Social Structure and Territory. Landscape Archaeology (EST-AP)

Researcher in charge: Inés Sastre Prats

Roman mine in La Canduerca, Sierra de Begega (Asturias)

Research of EST-AP Group is focused on the study of the landscape as the result of the synthesis of social relations and the environment, always in a diachronic perspective. This means that spatial relations are the basis which allows the understanding of how ancient societies worked and changed, providing the scientific foundation for turning the archaeological record into a sustainable Cultural Heritage resource.

• The fundamental objective is the study of historical processes affecting both protohistorical communities and Hispanic provincial society, in particular during the transition from the pre-Roman to Roman periods, and during the Early Empire. The group considers both the integral study of the archaeological record ––from geoarchaeology to material culture–– and the written evidence available.

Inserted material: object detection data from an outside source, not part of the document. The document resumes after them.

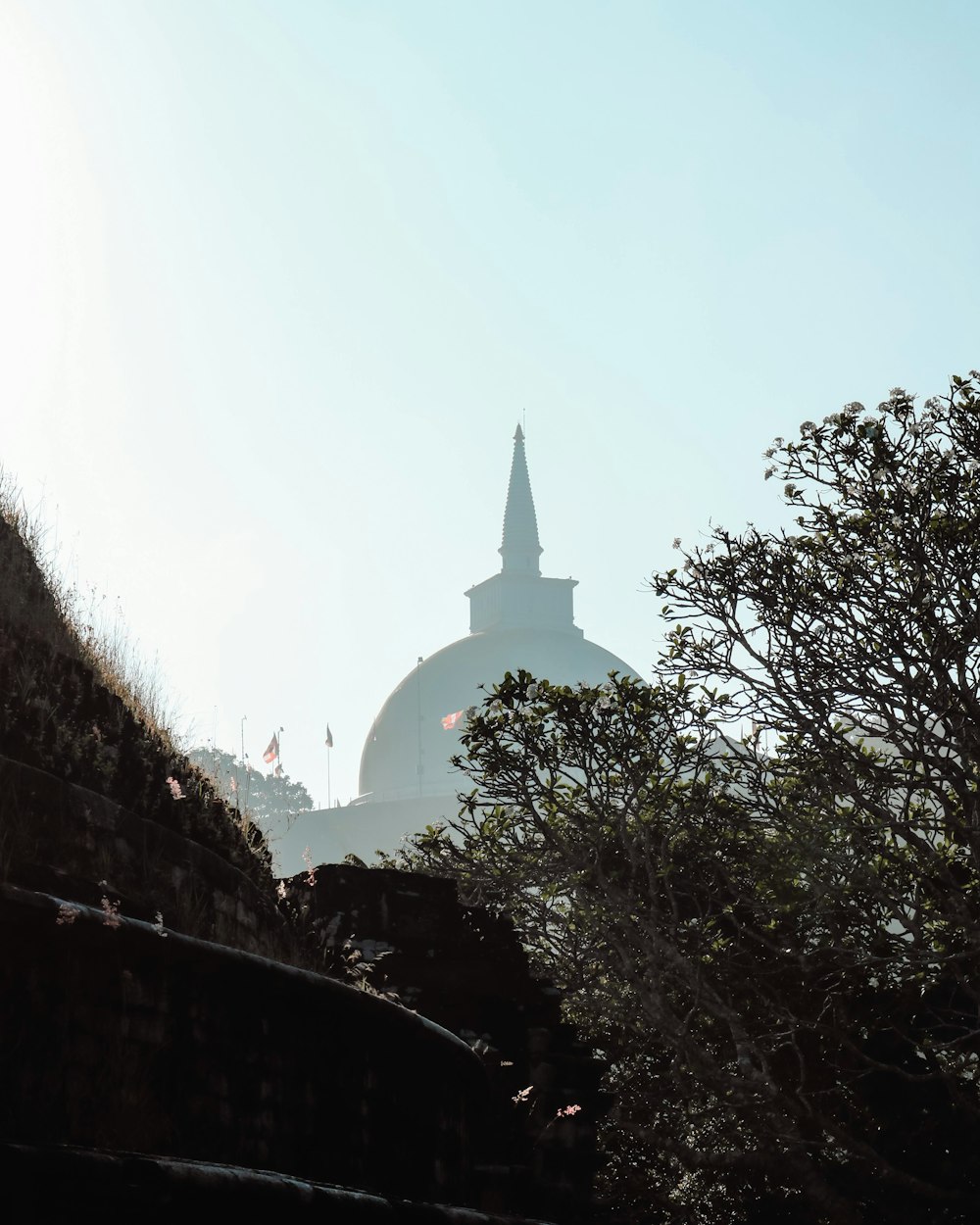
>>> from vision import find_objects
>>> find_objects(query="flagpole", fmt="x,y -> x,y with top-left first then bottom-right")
235,714 -> 249,817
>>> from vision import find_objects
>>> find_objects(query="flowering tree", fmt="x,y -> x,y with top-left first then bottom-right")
397,372 -> 980,1225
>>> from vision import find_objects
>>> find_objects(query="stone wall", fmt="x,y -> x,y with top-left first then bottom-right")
0,886 -> 489,1204
279,863 -> 612,1221
0,758 -> 290,959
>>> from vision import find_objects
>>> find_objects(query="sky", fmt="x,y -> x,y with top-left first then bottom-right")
0,0 -> 980,805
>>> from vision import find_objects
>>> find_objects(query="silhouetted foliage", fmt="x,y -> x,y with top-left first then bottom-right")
394,371 -> 980,1225
187,748 -> 314,828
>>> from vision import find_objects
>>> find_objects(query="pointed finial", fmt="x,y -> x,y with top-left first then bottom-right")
498,421 -> 543,576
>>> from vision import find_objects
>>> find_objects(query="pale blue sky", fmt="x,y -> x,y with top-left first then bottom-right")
0,0 -> 980,803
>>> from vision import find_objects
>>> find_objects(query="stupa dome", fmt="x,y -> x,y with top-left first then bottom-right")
275,425 -> 640,873
361,425 -> 636,803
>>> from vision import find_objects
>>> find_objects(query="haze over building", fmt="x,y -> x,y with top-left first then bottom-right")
274,425 -> 640,873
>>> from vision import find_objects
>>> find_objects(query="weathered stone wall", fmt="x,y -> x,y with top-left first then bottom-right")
285,863 -> 611,1221
0,758 -> 289,958
0,886 -> 489,1204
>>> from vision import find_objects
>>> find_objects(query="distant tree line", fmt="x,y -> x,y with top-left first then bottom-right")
402,371 -> 980,1225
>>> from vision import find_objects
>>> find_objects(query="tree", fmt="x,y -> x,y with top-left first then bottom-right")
394,371 -> 980,1225
187,748 -> 314,831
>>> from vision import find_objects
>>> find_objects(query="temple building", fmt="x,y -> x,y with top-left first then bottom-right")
275,425 -> 641,873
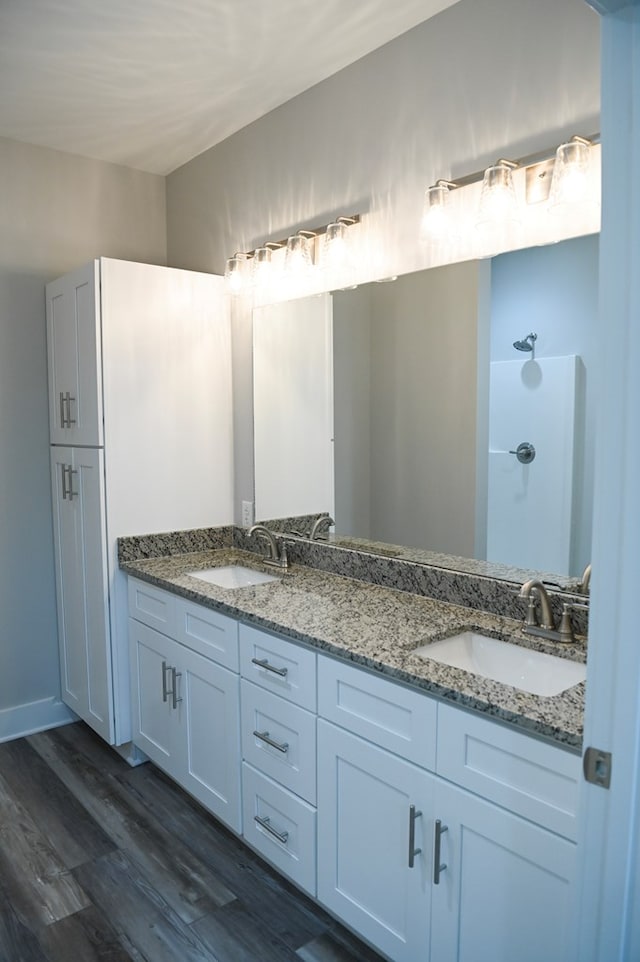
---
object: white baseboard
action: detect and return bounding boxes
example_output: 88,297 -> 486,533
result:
0,698 -> 78,742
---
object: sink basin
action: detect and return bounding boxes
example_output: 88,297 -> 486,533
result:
187,565 -> 280,588
415,631 -> 587,696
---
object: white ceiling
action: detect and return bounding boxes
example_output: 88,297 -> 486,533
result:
0,0 -> 455,174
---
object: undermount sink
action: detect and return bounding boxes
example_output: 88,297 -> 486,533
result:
187,565 -> 280,588
415,631 -> 587,696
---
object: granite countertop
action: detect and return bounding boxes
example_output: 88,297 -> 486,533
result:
121,548 -> 586,752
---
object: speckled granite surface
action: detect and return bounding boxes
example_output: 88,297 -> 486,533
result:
121,548 -> 585,751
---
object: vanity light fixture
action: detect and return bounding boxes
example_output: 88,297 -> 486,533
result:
224,214 -> 360,294
549,134 -> 592,213
478,159 -> 520,227
420,133 -> 600,249
420,180 -> 458,244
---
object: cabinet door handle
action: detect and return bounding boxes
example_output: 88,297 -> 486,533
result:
63,391 -> 76,428
253,731 -> 289,753
67,464 -> 78,501
162,661 -> 171,701
433,818 -> 449,885
253,815 -> 289,845
171,668 -> 182,708
409,805 -> 422,868
251,658 -> 289,678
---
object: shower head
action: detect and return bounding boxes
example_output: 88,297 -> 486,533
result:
513,331 -> 538,351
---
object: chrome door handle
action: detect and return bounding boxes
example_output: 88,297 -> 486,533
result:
253,731 -> 289,753
409,805 -> 422,868
433,818 -> 449,885
171,668 -> 182,708
251,658 -> 289,678
67,464 -> 78,501
64,391 -> 76,428
253,815 -> 289,845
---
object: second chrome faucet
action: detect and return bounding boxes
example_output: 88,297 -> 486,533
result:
247,524 -> 289,568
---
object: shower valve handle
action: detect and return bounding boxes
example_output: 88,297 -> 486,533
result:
509,441 -> 536,464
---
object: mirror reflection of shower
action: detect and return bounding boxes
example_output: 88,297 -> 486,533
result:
513,331 -> 538,359
513,331 -> 538,357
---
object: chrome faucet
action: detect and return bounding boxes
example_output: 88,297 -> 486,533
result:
519,578 -> 555,635
247,524 -> 289,568
309,514 -> 335,541
577,562 -> 591,595
519,578 -> 589,644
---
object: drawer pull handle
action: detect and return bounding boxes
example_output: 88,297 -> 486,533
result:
253,815 -> 289,845
251,658 -> 289,678
171,668 -> 182,708
409,805 -> 422,868
162,661 -> 171,701
253,731 -> 289,753
433,818 -> 449,885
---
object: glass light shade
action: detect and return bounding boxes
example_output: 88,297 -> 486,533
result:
284,234 -> 313,277
420,184 -> 453,242
224,254 -> 249,294
253,247 -> 273,288
549,138 -> 594,213
320,221 -> 354,287
478,164 -> 520,226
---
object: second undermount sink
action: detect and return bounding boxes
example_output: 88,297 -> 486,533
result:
415,631 -> 587,696
187,565 -> 280,588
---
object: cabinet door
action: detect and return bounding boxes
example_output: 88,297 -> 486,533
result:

• The main study area is the northwestern quadrant of the Iberian Peninsula, in particular the territories ascribed to the Asturians, Gallaecians, Cantabrians and northern Lusitania. The research group also carries out similar studies in other peninsular areas characterised by ancient mining activity. These regional studies have enabled collaboration with other national and European research groups, specially relating to preindustrial rural and mining landscapes.

• The study of social formations indulges in the theoretical debate regarding how past societies worked, and how they constructed space ––territorialisation processes–– throughout time. The goal is to develop an archaeologically-based social theory, on par with anthropology or sociology, which can contribute to social sciences in general.

• The research group applies analytical and interpretive methods and techniques to cultural landscapes aiming to contribute historical knowledge with a trans-disciplinary perspective ––converging with social and earth sciences––, which can through dissemination generate innovative resources for the planning and exploitation of the territory as heritage. The research group enjoys extensive experience in the use of spatial analysis techniques applied to archaeology (geoarchaeology, geo-information systems, topography, cartography and aerial photography).